The developer and fixer as I can't remember who makes it at the moment.

And I can't find the MC Imagine site either. It's got something to do with Mitsubishi.


----------



## Torus34 (Dec 20, 2006)

On loading 120 film -- free the film from the backing paper by ripping or cutting the tape so that the tape adhered to the film remains.  In other words, don't peel the tape from the film.

The tape-bearing edge of the film is now significantly stiffer and can more easily be inserted into the reel.


----------



## Don Simon (Dec 21, 2006)

/\
||

Good advice! I also found it incredibly difficult to get 120 film onto reels until I worked that one out. Personally I cut the tape just a little bit after the end of the film, then fold that tape over the film.


----------



## ferny (Dec 22, 2006)

I've seen the tape suggestion but I've also seen people say to make sure you take the tape off just in case it contaminates the chemicals.
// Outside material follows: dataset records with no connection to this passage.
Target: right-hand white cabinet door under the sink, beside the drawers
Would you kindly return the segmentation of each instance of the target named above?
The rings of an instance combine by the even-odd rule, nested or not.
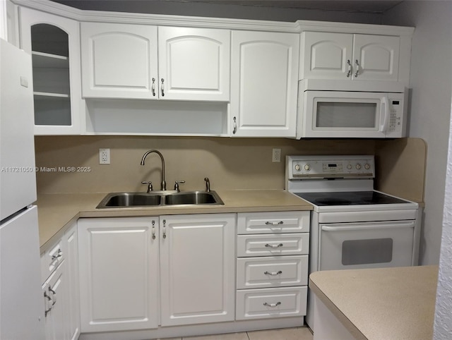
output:
[[[235,214],[160,217],[162,326],[234,320]]]

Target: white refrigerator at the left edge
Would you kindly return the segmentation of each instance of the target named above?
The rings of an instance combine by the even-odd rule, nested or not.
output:
[[[0,39],[0,340],[44,339],[31,56]]]

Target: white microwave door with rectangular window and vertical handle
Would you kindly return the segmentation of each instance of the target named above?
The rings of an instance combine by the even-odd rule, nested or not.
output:
[[[304,137],[384,138],[388,99],[381,93],[304,92]]]

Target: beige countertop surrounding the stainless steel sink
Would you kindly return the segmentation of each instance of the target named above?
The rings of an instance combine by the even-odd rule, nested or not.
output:
[[[312,210],[312,206],[285,190],[215,190],[224,205],[133,207],[96,209],[107,193],[40,194],[38,207],[41,253],[57,241],[80,217],[143,217],[164,214],[270,212]]]

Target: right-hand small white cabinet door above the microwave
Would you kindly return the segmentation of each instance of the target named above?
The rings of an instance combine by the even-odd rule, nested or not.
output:
[[[355,35],[353,45],[353,79],[398,80],[400,37]]]

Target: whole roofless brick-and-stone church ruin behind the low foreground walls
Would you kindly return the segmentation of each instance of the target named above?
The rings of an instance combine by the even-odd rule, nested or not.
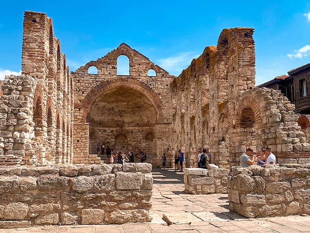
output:
[[[173,164],[183,149],[191,167],[209,148],[227,169],[262,146],[280,164],[310,162],[309,117],[295,115],[279,91],[255,88],[252,28],[224,29],[178,77],[125,43],[69,74],[51,18],[25,12],[23,29],[22,75],[0,83],[0,165],[101,164],[103,141],[139,147],[153,166],[163,153]]]

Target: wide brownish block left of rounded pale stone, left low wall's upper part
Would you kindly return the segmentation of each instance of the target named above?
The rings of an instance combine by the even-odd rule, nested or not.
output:
[[[52,177],[52,176],[38,177],[39,190],[65,189],[68,188],[68,186],[69,186],[68,177]]]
The problem I had was that I'd never handled 120 film before. And the place where I loaded it onto the spiral wasn't ideal. I was propped up against me bed with a chair in front of me and my duvet covering everything. Got very hot and bothered and there was no room to do anything. Then I realised I had my sub on and that has a green light. :mrgreen: So I decided to go out, waste a roll of film and learn how to load it up in the light. Thinking back now I could have put the roll I was using into my tank and put the lid on. That way I wouldn't have worried about the light from opening my door ruining the film. 
Once I'd done it in the light I found it easy in the dark.

Still, it was better then when I put 35mm onto a reel for the first time. Cramped under the stairs with lots of light leaks. Never bothered the film though.


Right, looks like the site is working at last.

The first B&W I developed. Scanned negs.
http://www.blueyedmuffin.co.uk/arse/?p=13

My new toy.
http://www.blueyedmuffin.co.uk/arse/?p=14

Some of my scanned Holga negs. Like I said, theyr were just test shots to see what would happen. How good the camera was, find out about the leaks, get an idea of how strong the flash is (very strong!), etc.
http://www.blueyedmuffin.co.uk/gallery/index.php?gallery=./holga/scanned negatives


----------



## terri (Dec 22, 2006)

Your site is still taking forever to load. I think it hates the idea of people looking at it. :meh: 

I'll keep trying, though. I'm excited for ya! All these kewl new toys, and it sounds like you're really playing with them. This is great!!! :cheer:


----------



## Torus34 (Dec 22, 2006)

Leaving the tape on the film will not affect the chemicals.  My credentials?  BS Chem.


----------